Thursday, November 26, 2009

Learning through the New Media

There are so many of these multimedia cellphones in the world

Image: http://i.treehugger.com/images/2007/10/24/cell-phone-landfill.jpg

As the New Media continues bridging the digital gap between the rich and poor nations, many new ways of applying it are being sought. I was happy to learn from the Washington Post Newspaper, that More than 300,000 people in Bangladesh, one of Asia's poorest but fastest-growing economies, have rushed to sign up to learn English over their cellphones, threatening to swamp the service even before its official launch on Thursday 19 November 2009.

Majja Palmer and Amy Kazmin quoted Sarah Chamberlain, the manager of the service that: "We were not expecting that kind of response -- 25,000 people would have been a good response on the first day, instead, we got hundreds of thousands of people." http://www.washingtonpost.com/wp-dyn/content/article/2009/11/13/AR2009111304245.html

The project is a brainchild of the BBC world service Trust, the international charity arm of the broadcaster. It is the first time cell phones have been used as an educational tool on this scale. Bangladesh boasts of 50 million phone connections as compared to only 4 million Internet connections.

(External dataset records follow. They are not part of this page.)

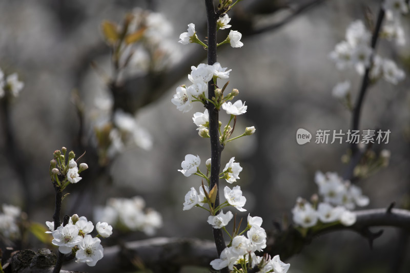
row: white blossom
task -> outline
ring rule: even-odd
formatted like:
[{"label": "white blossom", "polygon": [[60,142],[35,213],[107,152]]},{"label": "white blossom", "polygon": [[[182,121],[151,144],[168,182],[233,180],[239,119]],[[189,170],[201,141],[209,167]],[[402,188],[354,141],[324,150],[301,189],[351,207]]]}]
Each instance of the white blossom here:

Through its Janala service, the BBC offers 250 audio and text-message lessons at different levels -- from basic English conversation to grammar and comprehension of simple news stories. Each lesson is a three-minute phone call, costing about 4 cents.

All six cellphone operators in Bangladesh have agreed to cut the cost of calls to the service by 50 percent to make it more affordable.